One of the reasons we make such errors is because we buy into the modernist notion that all of creation is physical and therefore natural, or a part of nature. Since angelic beings are not physical they must necessarily exist on a supernatural (i.e., nonphysical) plane that is completely separate and distinct from the material cosmos. Angels are not part of the “natural” order. This semantic move, however, tends to lead us into conceding too much to the physicalist worldview.

Those who believe that the material realm is all that exists (i.e., materialists, physicalists, some atheists) are forced to reduce or explain everything in terms of the physical. The mind, for example, is considered to be identical and reducible to the physical states of the brain. Senses, emotions, desires, and other intangibles presumably are illusory properties that emerge from the physical. All natural laws are therefore physical laws.

But Christians, not being bound by such a limiting worldview, neither have to shoehorn all of reality in the physical nor do we need to invoke a Platonic realm of forms. Our view of reality is robust enough to recognize that the natural realms consists of such aspects as the quantitative, the ethical, the aesthetic, and the economic, that are not necessarily reducible to another aspect of reality (i.e., the physical). For example I can neither reduce nor derive an ethical obligation (e.g., do not murder) from the physical aspect. Ethics, like many other areas of reality, is related but not reducible to the physical.

Unlike in Plato’s view, however, these aspects of reality are not co-equal with God (or as Plato would say, the demiurgos ). Although they are natural they are not physical (i.e., reducible to the material). This is why I would recommend dispensing with the term supernatural when referring to anything other than the Triune God. Rather than using the term natural, we should use—at least in theology and philosophy—the more biblical term of creation or creational .
To understand how this differs from other views, let’s compare it to the physicalist worldview. The materialist/physicalist distinguishes the natural from the supernatural based on what has a physical existence. Anything that really exists must be physical and because the supernatural has no physical existence it cannot exist.

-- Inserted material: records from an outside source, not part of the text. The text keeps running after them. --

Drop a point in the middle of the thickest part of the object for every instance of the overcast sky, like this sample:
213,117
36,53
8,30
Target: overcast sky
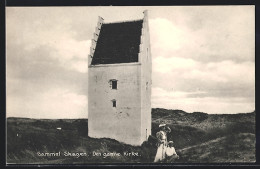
203,58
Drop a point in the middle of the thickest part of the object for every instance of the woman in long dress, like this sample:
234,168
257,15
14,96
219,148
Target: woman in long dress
162,142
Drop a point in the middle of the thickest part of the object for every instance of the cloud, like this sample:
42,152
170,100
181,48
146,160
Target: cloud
54,103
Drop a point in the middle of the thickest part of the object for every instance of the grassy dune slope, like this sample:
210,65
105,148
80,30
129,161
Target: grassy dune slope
198,137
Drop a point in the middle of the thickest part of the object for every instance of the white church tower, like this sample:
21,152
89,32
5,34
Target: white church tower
119,81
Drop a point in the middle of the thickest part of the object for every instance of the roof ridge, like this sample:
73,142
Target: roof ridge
123,21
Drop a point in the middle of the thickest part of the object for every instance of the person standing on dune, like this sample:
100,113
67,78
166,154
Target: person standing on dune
162,142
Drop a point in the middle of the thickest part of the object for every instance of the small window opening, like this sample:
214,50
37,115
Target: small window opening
114,103
113,84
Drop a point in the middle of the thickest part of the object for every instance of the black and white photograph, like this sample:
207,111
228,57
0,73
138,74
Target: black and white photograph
130,84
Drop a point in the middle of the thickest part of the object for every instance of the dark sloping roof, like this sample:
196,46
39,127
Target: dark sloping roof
118,43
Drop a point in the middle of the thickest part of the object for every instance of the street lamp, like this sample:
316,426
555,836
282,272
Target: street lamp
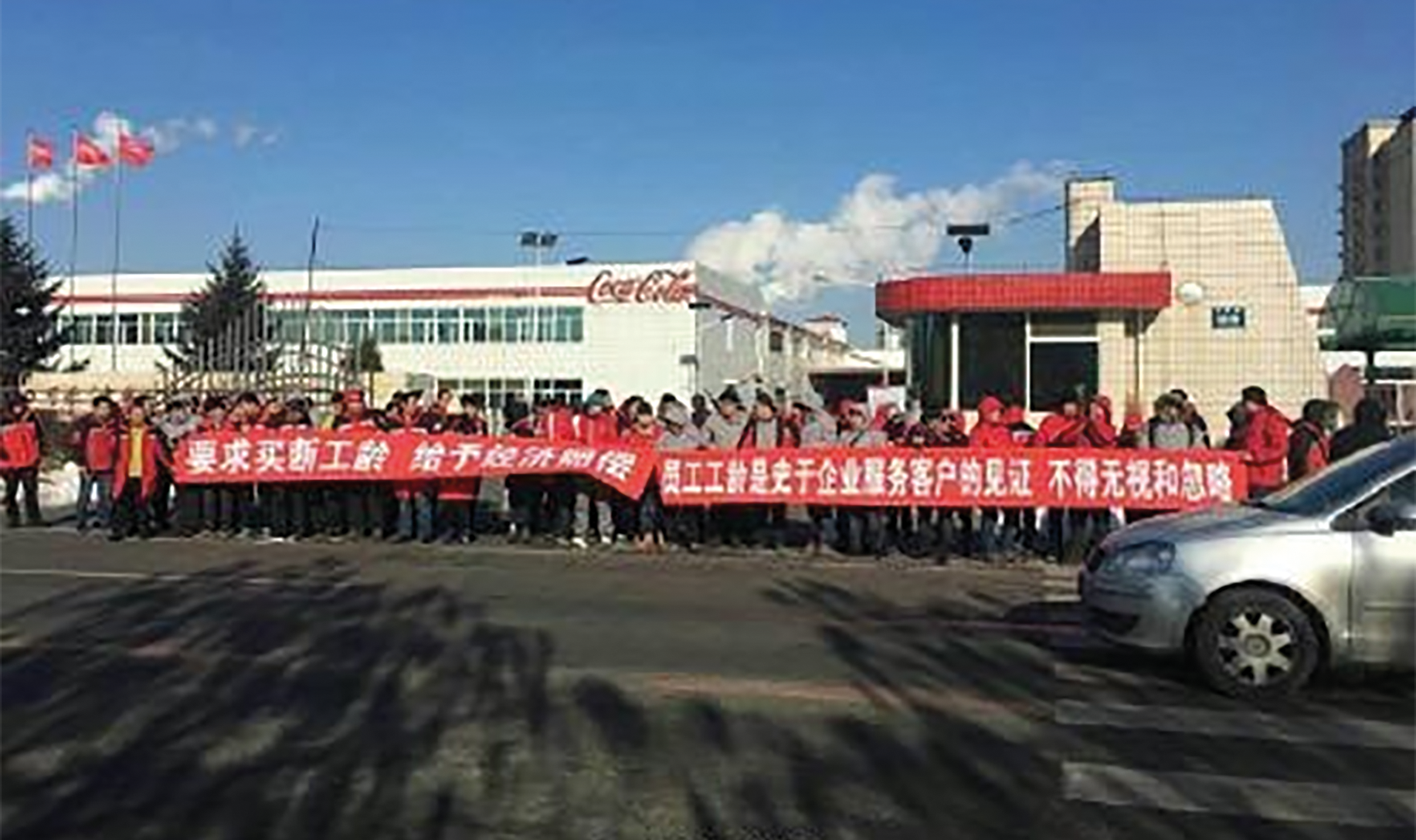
538,242
965,235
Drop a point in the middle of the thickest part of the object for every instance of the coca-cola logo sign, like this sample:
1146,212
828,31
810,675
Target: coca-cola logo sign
664,286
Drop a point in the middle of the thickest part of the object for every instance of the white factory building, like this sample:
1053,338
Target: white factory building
533,330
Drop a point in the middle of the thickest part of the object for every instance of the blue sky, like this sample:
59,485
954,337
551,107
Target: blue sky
423,132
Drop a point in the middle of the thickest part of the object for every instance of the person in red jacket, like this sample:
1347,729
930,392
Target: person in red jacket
414,500
457,496
360,501
596,425
22,443
1310,437
643,433
555,423
141,453
1101,432
989,433
765,430
1020,525
1078,423
1263,443
95,439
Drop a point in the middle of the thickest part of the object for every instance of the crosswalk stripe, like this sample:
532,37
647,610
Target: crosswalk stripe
1241,724
1307,802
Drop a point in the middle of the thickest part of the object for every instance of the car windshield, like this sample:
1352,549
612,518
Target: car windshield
1346,483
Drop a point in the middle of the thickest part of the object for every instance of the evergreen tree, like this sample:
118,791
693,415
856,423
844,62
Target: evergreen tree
227,324
30,333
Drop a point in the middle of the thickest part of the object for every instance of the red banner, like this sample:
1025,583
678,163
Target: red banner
965,479
280,457
884,477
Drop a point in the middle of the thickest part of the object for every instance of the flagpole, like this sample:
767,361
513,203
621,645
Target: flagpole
74,229
118,239
29,188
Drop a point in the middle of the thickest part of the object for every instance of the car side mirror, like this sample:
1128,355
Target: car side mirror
1388,518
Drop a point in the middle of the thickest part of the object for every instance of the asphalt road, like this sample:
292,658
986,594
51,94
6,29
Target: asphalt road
188,690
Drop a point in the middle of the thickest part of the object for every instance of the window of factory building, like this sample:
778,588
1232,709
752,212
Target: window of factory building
931,350
955,361
992,352
348,327
1062,355
497,392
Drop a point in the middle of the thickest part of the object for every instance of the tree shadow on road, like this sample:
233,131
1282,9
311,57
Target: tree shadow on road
309,702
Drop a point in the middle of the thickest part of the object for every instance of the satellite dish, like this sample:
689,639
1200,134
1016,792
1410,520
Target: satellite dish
1190,293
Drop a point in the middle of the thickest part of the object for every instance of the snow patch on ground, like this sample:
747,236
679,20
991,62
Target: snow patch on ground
59,488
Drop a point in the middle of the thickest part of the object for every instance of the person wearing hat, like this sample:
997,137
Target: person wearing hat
700,412
358,511
297,503
683,523
525,511
861,529
178,420
414,500
722,430
22,445
814,430
646,512
1190,413
990,433
95,439
135,472
1263,443
596,426
1309,443
457,496
1069,426
765,430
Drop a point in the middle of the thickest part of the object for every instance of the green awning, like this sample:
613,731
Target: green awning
1371,314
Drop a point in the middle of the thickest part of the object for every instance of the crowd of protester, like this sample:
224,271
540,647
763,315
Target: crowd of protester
125,445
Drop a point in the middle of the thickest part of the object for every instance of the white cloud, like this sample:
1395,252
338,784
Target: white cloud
166,136
874,231
47,187
244,134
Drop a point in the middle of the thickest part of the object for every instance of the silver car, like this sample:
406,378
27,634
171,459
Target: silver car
1261,594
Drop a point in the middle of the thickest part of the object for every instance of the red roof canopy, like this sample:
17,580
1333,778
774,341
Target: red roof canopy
1020,293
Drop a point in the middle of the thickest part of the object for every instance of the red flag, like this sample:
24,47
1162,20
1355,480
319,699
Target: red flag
88,153
40,153
135,151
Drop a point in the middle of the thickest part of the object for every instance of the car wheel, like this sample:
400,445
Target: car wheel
1255,644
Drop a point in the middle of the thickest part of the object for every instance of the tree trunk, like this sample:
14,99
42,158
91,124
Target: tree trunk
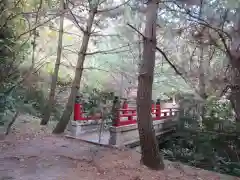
150,153
202,84
235,88
50,104
62,124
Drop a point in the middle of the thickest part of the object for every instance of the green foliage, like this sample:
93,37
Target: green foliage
218,114
208,150
210,144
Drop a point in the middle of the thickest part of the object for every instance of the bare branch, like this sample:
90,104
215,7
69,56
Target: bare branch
113,8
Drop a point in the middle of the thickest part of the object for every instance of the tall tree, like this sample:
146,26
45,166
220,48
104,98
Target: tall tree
50,103
62,124
150,153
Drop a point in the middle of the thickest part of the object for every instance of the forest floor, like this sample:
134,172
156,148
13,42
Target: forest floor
31,152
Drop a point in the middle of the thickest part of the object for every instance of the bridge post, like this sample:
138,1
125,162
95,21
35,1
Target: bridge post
158,109
77,108
115,111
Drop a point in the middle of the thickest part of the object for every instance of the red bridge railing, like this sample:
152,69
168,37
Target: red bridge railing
125,115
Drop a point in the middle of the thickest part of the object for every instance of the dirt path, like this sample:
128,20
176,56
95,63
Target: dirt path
38,155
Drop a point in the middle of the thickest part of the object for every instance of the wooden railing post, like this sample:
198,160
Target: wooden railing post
158,110
115,112
77,108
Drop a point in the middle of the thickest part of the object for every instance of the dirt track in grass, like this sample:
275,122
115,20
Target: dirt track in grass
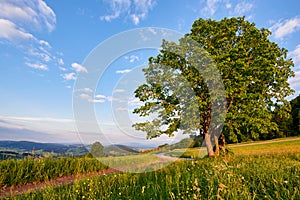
35,186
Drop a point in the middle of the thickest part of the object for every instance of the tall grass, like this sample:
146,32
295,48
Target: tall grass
16,172
237,177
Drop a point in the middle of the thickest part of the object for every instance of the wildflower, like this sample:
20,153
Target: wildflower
143,189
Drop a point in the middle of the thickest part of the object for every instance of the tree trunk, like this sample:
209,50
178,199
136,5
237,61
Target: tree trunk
222,143
208,144
217,150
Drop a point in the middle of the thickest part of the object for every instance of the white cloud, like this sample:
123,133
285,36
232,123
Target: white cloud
19,22
135,102
242,8
112,99
60,61
121,109
286,27
123,71
69,76
63,69
11,32
296,55
210,7
100,96
96,100
132,58
79,68
136,9
34,14
85,96
37,66
119,91
87,90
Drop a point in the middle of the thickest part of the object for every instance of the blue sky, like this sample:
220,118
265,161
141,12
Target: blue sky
43,46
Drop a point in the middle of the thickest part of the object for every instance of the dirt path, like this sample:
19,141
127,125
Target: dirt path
31,187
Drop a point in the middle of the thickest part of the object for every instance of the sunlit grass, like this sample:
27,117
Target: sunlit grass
233,177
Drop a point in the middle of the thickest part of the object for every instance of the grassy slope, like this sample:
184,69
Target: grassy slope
273,173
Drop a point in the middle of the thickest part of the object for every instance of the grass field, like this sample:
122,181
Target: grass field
255,171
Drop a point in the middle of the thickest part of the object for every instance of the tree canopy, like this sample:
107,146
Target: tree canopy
184,83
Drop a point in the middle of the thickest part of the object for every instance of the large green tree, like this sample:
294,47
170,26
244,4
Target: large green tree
183,89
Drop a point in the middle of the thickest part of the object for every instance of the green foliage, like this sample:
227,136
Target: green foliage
97,150
240,177
295,103
182,88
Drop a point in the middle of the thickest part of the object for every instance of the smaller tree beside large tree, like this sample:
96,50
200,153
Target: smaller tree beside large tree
183,89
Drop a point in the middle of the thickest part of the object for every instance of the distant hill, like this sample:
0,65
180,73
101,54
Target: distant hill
120,150
26,146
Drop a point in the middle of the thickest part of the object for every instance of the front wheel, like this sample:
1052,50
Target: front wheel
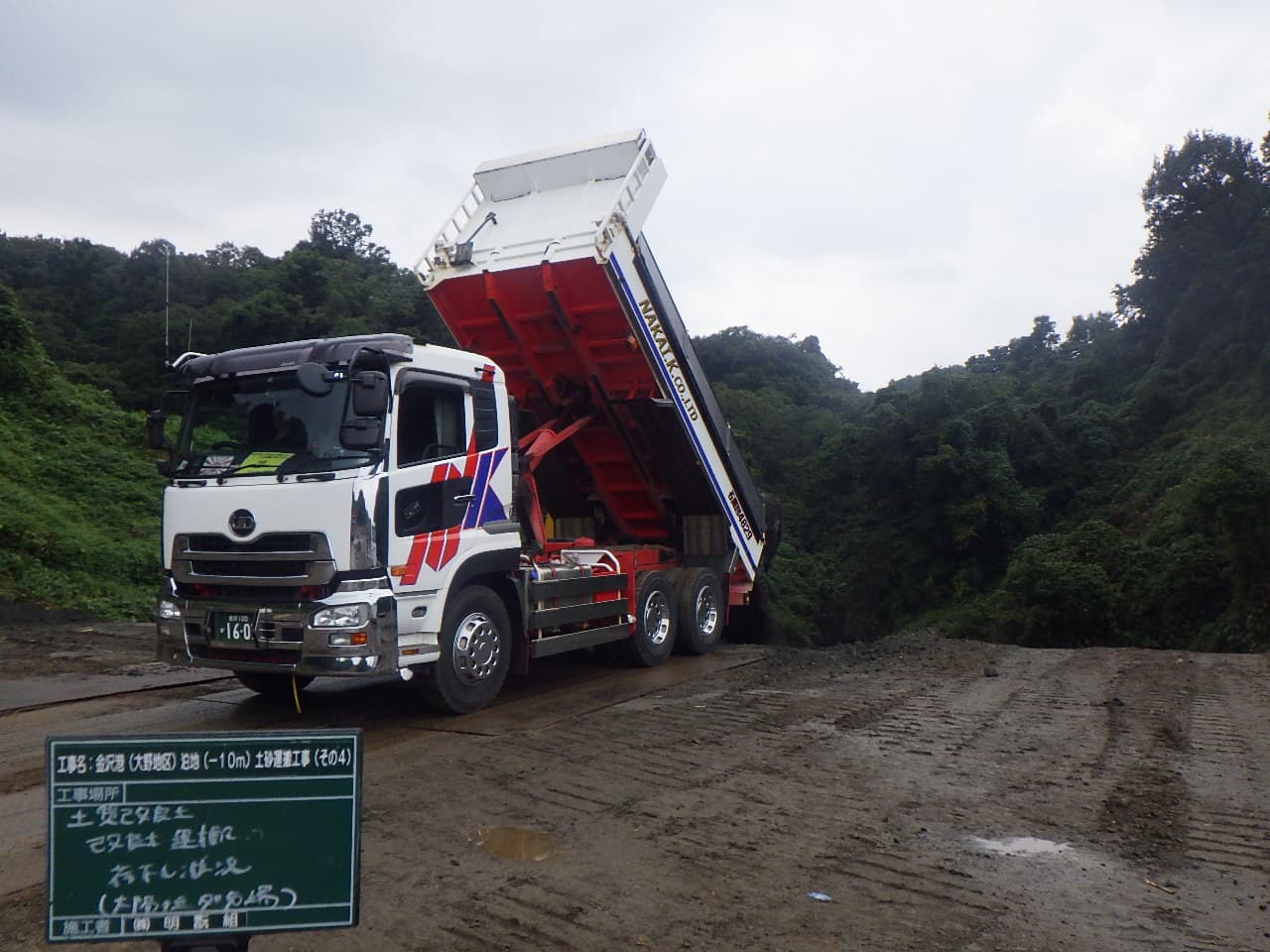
275,687
653,639
475,654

Ontological reality (the ability to exist) is contingent upon an entity being physical (i.e., a part of the material universe).

Christians, on the other hand, should draw the line of demarcation between the creational/natural and the supernatural based on that which exists necessarily (exists on its own) and that which relies on something else for its existence. According to the Bible, all of creation not only came into existence by God’s fiat, but remains in existence only because of his continuous action (sometimes referred to as providential action or simply providence).

Because it is possible for angels, demons, time, and the entire universe to cease to exist , its existence must be radically contingent. Even if the universe has always existed and was uncaused (i.e., the view of steady-state cosmology), its existence would still require a causal agent to keep it from ceasing to exist, to prevent its exnihilation . Since no natural cause exnihilates anything, the cause must be supernatural. A supernatural being (one that is itself uncaused) is required to prevent the universe from turning into nothingness.

The divide between the creational/natural and the supernatural would therefore look something like this:


Nature (i.e., plants, animals, minerals)

While not every part of creation is necessarily physical (i.e., time, demons, dimensionality), they are also not supernatural. They are all entities that depend on Gods providential action and are subject to his creational norms.

Of course, changing the way we use language won’t convince everyone of the correctness of our worldview. But it might go a long way toward clarifying our own thinking and understanding about the connections between science and religion.